Petra: Absolut. Mikulov war von seiner ganzen Infrastruktur her nicht auf ehemalige Groß­städter*innen vorbereitet. Es gab beispiels­weise keine Betreuung für Kinder unter zwei Jahren und keine Freizeit­angebote. Und als meine Tochter in den Kinder­garten ging, musste ich enttäuscht fest­stellen, dass sich seit meiner Kindheit in den 1980er-Jahren nichts geändert hatte. Genauso wenig in der Grund­schule. Die Übungen stammten aus den 1970er-Jahren, und mit ihnen wurde eine Ideologie vermittelt, die einfach nicht mehr zeitgemäß ist und die ich sehr problematisch finde. Den anderen Müttern ging es ähnlich wie mir. Als wir uns im Rathaus mit unseren Sorgen zu Wort meldeten, haben die Verantwortlichen uns angesehen wie Außer­irdische und gesagt: „Wo ist das Problem, es gibt doch alles!“ Daher war ich sehr froh, als mich ein Freund auf das Programm „Taking the fear out of local politics“ aufmerksam gemacht hat. Das war genau die Unter­stützung, die ich in dem Moment brauchte, um wirklich politisch aktiv zu werden.

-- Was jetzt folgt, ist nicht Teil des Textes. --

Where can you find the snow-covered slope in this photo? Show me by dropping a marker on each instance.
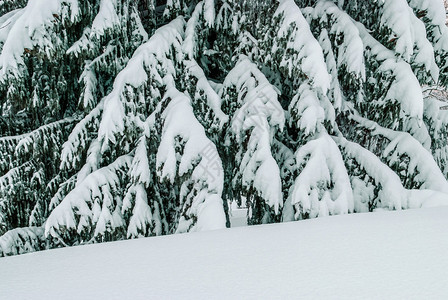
(384, 255)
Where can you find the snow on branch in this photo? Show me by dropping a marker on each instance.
(44, 140)
(80, 138)
(22, 240)
(93, 208)
(402, 93)
(407, 157)
(322, 187)
(257, 118)
(186, 152)
(33, 29)
(150, 62)
(433, 14)
(306, 58)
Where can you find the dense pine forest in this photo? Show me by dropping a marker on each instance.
(122, 119)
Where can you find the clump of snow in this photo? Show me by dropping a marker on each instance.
(308, 54)
(200, 196)
(259, 114)
(92, 205)
(150, 59)
(384, 255)
(323, 186)
(32, 28)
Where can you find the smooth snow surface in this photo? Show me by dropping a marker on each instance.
(384, 255)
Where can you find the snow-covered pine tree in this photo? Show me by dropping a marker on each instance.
(121, 119)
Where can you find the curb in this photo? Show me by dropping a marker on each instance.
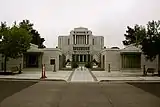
(32, 79)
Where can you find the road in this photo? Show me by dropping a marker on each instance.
(72, 94)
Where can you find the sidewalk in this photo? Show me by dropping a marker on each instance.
(123, 76)
(82, 76)
(36, 75)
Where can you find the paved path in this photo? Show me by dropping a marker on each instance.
(59, 75)
(82, 75)
(62, 94)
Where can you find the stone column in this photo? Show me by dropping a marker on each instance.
(82, 58)
(79, 58)
(86, 39)
(87, 58)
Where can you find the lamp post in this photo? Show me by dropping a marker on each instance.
(2, 37)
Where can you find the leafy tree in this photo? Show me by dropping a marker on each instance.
(134, 35)
(148, 38)
(16, 40)
(36, 39)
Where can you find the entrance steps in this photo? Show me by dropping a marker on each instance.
(31, 69)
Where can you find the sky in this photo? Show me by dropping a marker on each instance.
(108, 18)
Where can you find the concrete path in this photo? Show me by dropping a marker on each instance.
(123, 76)
(59, 75)
(62, 94)
(82, 75)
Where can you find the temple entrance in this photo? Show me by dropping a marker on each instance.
(32, 61)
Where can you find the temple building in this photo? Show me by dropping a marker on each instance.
(82, 46)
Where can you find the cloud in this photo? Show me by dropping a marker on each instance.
(107, 18)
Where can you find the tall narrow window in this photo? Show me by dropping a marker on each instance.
(68, 41)
(93, 42)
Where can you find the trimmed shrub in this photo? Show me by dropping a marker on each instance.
(88, 65)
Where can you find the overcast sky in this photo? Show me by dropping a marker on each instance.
(107, 18)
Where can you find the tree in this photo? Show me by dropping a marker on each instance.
(36, 39)
(16, 40)
(148, 38)
(134, 35)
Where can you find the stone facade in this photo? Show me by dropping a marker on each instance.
(82, 46)
(118, 61)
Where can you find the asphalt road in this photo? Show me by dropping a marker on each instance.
(8, 88)
(62, 94)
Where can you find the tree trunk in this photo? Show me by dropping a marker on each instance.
(5, 63)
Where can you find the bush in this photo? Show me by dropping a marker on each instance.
(88, 65)
(74, 65)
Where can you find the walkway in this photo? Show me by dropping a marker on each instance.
(82, 75)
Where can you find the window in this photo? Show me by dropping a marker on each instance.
(131, 60)
(52, 61)
(68, 41)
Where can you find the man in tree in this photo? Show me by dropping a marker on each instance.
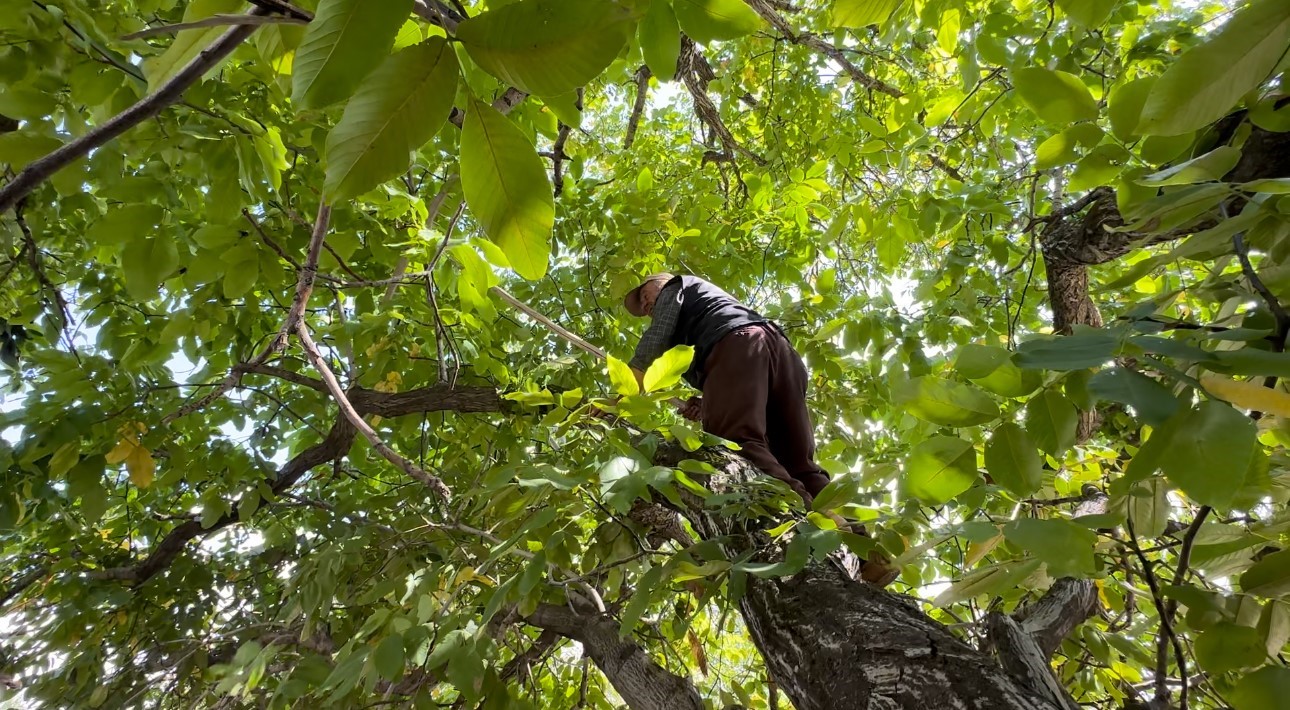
(754, 382)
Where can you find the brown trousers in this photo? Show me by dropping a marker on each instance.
(755, 395)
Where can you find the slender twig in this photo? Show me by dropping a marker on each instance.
(1166, 626)
(303, 288)
(333, 385)
(639, 106)
(43, 168)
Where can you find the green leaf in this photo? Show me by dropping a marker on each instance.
(1013, 460)
(1150, 399)
(1262, 689)
(1089, 13)
(388, 659)
(1210, 453)
(146, 262)
(645, 589)
(991, 368)
(342, 44)
(707, 21)
(1150, 507)
(507, 190)
(1226, 647)
(1268, 577)
(1208, 80)
(622, 377)
(1125, 105)
(1063, 546)
(1051, 421)
(1057, 97)
(943, 402)
(667, 369)
(547, 47)
(939, 469)
(659, 38)
(187, 44)
(862, 13)
(1209, 167)
(1088, 349)
(397, 110)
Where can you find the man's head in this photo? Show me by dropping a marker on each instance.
(640, 301)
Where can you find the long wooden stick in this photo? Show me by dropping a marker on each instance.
(555, 328)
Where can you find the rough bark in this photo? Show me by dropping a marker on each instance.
(832, 642)
(643, 683)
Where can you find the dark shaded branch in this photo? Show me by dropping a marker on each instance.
(643, 683)
(766, 9)
(40, 169)
(355, 418)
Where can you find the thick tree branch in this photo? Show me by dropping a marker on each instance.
(43, 168)
(348, 412)
(822, 618)
(643, 683)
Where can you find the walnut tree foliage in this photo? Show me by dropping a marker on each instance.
(1035, 253)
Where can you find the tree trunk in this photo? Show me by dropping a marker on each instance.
(832, 642)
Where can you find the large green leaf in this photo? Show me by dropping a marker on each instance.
(1088, 349)
(659, 36)
(507, 189)
(187, 43)
(345, 41)
(992, 368)
(1125, 103)
(1227, 647)
(1208, 80)
(146, 261)
(1013, 460)
(1267, 687)
(862, 13)
(667, 369)
(1051, 421)
(1150, 399)
(1066, 547)
(939, 469)
(1057, 97)
(396, 110)
(547, 47)
(1270, 576)
(707, 21)
(1210, 452)
(943, 402)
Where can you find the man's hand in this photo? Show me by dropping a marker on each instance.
(692, 409)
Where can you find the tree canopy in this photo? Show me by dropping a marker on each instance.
(274, 433)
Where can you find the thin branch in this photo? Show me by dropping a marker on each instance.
(303, 288)
(214, 21)
(639, 106)
(43, 168)
(347, 409)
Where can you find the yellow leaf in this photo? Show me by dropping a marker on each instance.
(1248, 395)
(978, 550)
(142, 466)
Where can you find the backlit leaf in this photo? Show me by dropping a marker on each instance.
(343, 43)
(396, 110)
(1208, 80)
(547, 47)
(507, 189)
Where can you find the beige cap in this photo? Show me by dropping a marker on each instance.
(634, 298)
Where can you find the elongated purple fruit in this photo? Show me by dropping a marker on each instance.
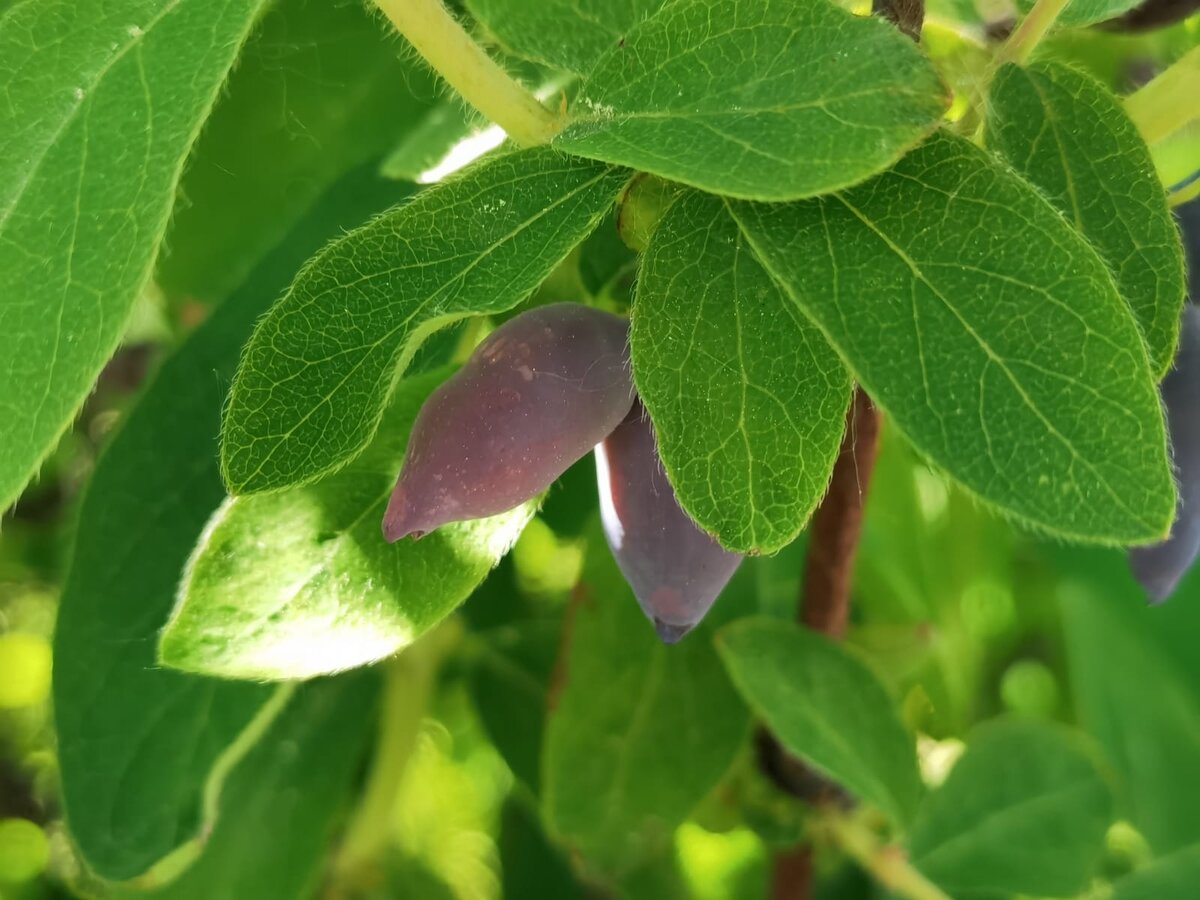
(535, 396)
(1159, 568)
(676, 569)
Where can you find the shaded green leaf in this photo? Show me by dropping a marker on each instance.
(1135, 702)
(639, 732)
(990, 333)
(137, 742)
(567, 34)
(1086, 12)
(1071, 138)
(827, 707)
(768, 101)
(102, 102)
(318, 90)
(1024, 811)
(316, 376)
(283, 799)
(1173, 877)
(301, 582)
(748, 399)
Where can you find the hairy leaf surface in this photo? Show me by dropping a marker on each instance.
(316, 376)
(828, 708)
(990, 333)
(639, 732)
(748, 399)
(1024, 811)
(1071, 138)
(101, 105)
(771, 101)
(137, 742)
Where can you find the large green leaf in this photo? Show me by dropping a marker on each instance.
(283, 799)
(748, 400)
(318, 90)
(1173, 877)
(639, 732)
(568, 34)
(1024, 811)
(990, 333)
(772, 101)
(1067, 135)
(101, 105)
(316, 376)
(137, 743)
(301, 582)
(1135, 701)
(828, 708)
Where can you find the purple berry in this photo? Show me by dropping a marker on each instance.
(676, 569)
(535, 396)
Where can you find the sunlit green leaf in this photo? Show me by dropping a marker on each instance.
(990, 334)
(639, 732)
(301, 582)
(316, 376)
(827, 707)
(137, 742)
(101, 105)
(748, 400)
(318, 90)
(1072, 139)
(1024, 811)
(567, 34)
(772, 100)
(282, 802)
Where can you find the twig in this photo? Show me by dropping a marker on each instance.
(445, 46)
(838, 522)
(909, 16)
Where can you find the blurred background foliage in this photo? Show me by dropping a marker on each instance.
(963, 616)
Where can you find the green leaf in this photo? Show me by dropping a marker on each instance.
(137, 743)
(827, 707)
(1072, 139)
(748, 400)
(1135, 702)
(639, 732)
(769, 101)
(1086, 12)
(567, 34)
(316, 376)
(1173, 877)
(102, 102)
(318, 90)
(990, 333)
(509, 679)
(317, 588)
(282, 802)
(1024, 811)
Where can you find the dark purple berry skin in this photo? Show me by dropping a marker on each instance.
(675, 569)
(535, 396)
(1159, 568)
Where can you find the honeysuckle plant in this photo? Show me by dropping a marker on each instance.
(839, 348)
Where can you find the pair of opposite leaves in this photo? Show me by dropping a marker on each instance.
(535, 396)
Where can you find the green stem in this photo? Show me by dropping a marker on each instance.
(887, 863)
(1032, 29)
(1167, 103)
(408, 682)
(445, 46)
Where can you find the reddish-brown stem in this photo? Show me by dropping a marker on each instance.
(825, 607)
(838, 521)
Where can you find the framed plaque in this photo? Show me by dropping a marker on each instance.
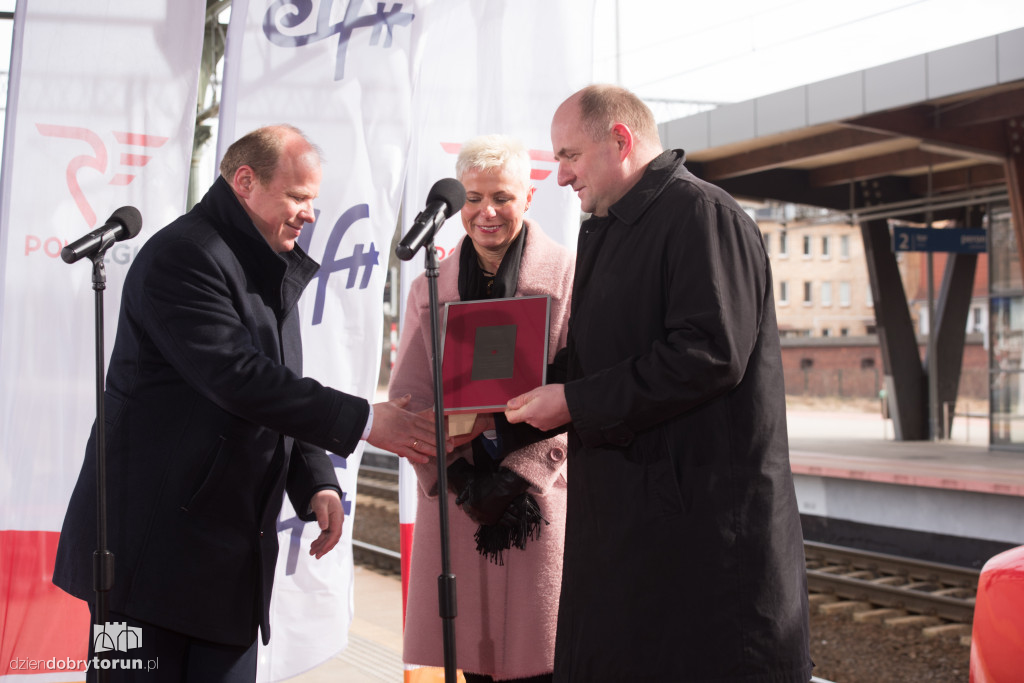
(493, 350)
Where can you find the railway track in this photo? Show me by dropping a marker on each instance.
(884, 586)
(927, 589)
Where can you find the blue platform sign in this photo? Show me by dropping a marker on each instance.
(958, 240)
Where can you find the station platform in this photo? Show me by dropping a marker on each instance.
(847, 468)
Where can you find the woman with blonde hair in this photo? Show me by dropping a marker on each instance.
(507, 508)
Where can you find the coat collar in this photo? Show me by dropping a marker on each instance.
(282, 278)
(655, 177)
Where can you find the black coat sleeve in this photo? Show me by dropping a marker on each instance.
(194, 310)
(707, 311)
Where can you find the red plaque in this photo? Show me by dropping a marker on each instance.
(493, 350)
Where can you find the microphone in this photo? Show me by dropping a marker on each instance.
(123, 224)
(446, 197)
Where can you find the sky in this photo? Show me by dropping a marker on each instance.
(682, 55)
(722, 51)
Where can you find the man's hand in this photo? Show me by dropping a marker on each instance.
(408, 434)
(482, 423)
(544, 408)
(327, 506)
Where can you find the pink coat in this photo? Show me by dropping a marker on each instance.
(506, 614)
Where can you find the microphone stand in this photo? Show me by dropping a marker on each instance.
(102, 559)
(445, 582)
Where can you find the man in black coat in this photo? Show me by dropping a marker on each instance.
(683, 548)
(209, 422)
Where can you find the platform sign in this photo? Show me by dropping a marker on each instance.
(958, 240)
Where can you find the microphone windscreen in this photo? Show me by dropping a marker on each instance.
(130, 218)
(451, 191)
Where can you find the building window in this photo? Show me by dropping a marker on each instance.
(844, 294)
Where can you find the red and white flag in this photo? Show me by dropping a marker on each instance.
(100, 112)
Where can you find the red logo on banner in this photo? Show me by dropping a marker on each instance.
(535, 155)
(132, 154)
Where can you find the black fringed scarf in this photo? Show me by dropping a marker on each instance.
(523, 512)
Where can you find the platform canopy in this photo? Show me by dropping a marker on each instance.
(928, 137)
(940, 129)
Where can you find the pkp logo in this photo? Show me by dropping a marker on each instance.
(132, 150)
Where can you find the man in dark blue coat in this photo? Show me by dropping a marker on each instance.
(209, 422)
(683, 549)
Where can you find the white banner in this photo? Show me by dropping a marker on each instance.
(497, 67)
(100, 111)
(342, 73)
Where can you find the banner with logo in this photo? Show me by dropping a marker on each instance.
(342, 73)
(497, 67)
(100, 112)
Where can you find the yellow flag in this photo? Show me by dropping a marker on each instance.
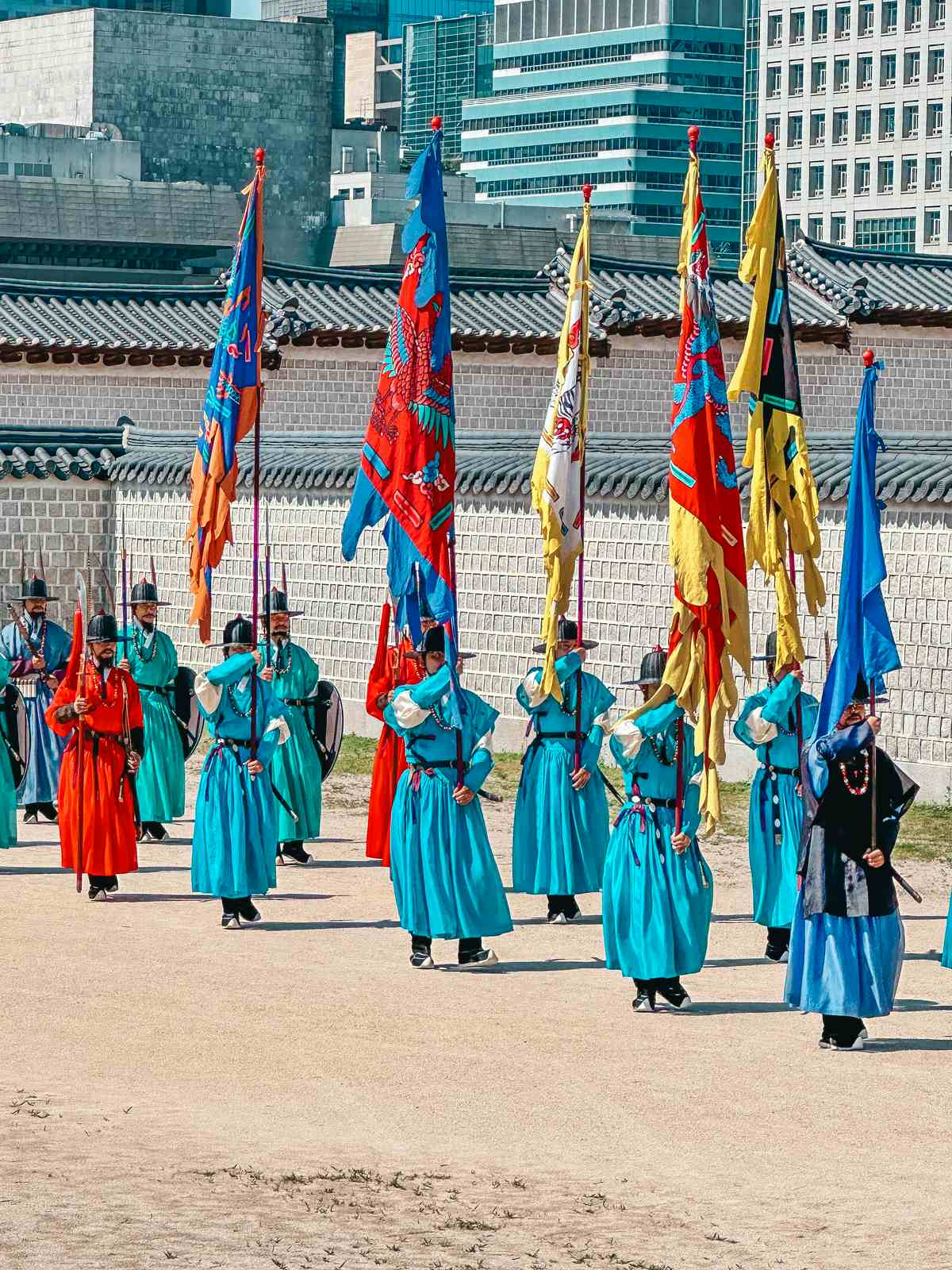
(784, 501)
(558, 473)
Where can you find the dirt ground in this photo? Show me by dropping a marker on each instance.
(295, 1096)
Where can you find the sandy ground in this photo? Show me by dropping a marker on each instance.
(296, 1096)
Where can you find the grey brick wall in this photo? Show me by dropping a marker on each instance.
(333, 389)
(628, 587)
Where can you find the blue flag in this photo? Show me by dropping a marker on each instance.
(865, 643)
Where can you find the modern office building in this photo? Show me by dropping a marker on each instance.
(446, 61)
(603, 92)
(857, 97)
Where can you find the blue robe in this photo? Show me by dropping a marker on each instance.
(768, 725)
(235, 840)
(160, 780)
(446, 880)
(560, 836)
(655, 905)
(46, 749)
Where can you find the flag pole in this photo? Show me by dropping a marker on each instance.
(583, 404)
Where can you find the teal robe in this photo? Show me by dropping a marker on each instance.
(160, 780)
(768, 725)
(296, 772)
(560, 836)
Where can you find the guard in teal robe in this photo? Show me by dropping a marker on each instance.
(657, 899)
(8, 791)
(560, 835)
(296, 772)
(446, 880)
(768, 725)
(38, 651)
(235, 840)
(154, 664)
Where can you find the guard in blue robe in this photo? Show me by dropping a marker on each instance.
(235, 838)
(446, 880)
(771, 724)
(658, 887)
(847, 940)
(560, 835)
(38, 652)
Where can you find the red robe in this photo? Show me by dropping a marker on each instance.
(390, 761)
(108, 802)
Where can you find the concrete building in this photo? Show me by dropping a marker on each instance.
(857, 95)
(179, 87)
(605, 93)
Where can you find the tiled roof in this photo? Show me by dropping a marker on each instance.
(876, 286)
(59, 452)
(136, 321)
(644, 298)
(916, 468)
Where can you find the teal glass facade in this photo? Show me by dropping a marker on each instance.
(603, 92)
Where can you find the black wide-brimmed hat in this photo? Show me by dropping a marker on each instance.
(239, 632)
(277, 601)
(569, 630)
(651, 670)
(102, 629)
(435, 641)
(35, 588)
(146, 594)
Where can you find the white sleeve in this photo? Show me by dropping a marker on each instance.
(630, 736)
(759, 728)
(209, 694)
(408, 713)
(532, 686)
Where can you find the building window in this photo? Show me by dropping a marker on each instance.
(885, 233)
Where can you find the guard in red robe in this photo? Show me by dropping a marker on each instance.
(391, 667)
(98, 708)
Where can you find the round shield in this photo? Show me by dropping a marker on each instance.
(14, 727)
(186, 706)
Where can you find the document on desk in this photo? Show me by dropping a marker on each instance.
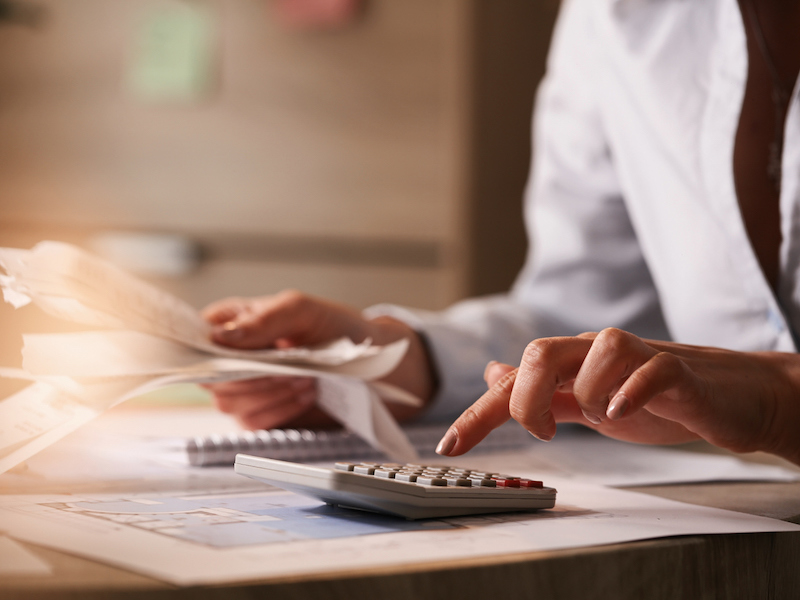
(152, 339)
(214, 537)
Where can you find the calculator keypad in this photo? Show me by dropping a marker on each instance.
(435, 475)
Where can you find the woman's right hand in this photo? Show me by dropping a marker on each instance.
(290, 319)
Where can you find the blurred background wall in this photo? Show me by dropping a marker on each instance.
(383, 160)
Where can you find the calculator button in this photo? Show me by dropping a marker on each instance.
(386, 473)
(505, 482)
(530, 483)
(458, 481)
(424, 480)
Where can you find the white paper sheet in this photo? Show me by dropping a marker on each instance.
(159, 340)
(17, 560)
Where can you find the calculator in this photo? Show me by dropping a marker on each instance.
(412, 491)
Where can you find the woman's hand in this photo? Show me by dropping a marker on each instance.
(293, 319)
(642, 391)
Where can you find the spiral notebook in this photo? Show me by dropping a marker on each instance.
(304, 445)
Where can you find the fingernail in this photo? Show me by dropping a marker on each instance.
(447, 443)
(542, 437)
(489, 366)
(229, 331)
(299, 384)
(617, 407)
(592, 418)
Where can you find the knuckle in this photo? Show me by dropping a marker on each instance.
(539, 353)
(292, 298)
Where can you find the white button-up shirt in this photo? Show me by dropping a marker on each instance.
(631, 207)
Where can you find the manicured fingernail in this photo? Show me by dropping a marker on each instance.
(594, 419)
(489, 366)
(229, 331)
(617, 407)
(301, 383)
(307, 398)
(447, 443)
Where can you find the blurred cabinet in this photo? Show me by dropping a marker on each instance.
(381, 162)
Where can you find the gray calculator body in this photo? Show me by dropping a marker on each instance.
(408, 499)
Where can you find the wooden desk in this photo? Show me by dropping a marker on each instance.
(745, 566)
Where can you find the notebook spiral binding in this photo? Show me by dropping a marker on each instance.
(304, 445)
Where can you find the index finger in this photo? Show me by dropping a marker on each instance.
(487, 413)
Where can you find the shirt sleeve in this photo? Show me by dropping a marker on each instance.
(584, 270)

In der internationalen und lokalen Politik sind Frauen ja unter­repräsentiert. Hatten Sie auch das Gefühl, es als Frau besonders schwer zu haben?

Hana (lacht): Unser Bürgermeister hat Kanice 30 Jahre lang mit ziemlich „eiserner Faust“ regiert. Und ich als Frau und Neu­ankömmling musste wirklich viel Zeit investieren, um akzeptiert zu werden. Ich sage bewusst nicht respektiert, weil das vermutlich schon zu viel verlangt gewesen wäre. Und trotz der Wahl zur Bürger­meisterin akzeptieren mich nicht alle.

Wir stärken Demokratie

Petra: Hier war es ähnlich. Ich versuche es aber als meinen Vorteil zu nutzen, eine Frau und ein Neuankömmling im Dorf zu sein, indem ich Fragen stelle, die andere nicht stellen. Diese Fragen können mitunter ein Augenöffner sein: „Du fragst, weil du denkst, es könnte anders sein?“ Und dann setzt der Denkprozess ein: Ja, es könnte anders sein! Natürlich ist es für Menschen, die in der ehemaligen Sowjetunion groß geworden sind, eine neue Erfahrung, in Entscheidungs­prozesse involviert zu werden.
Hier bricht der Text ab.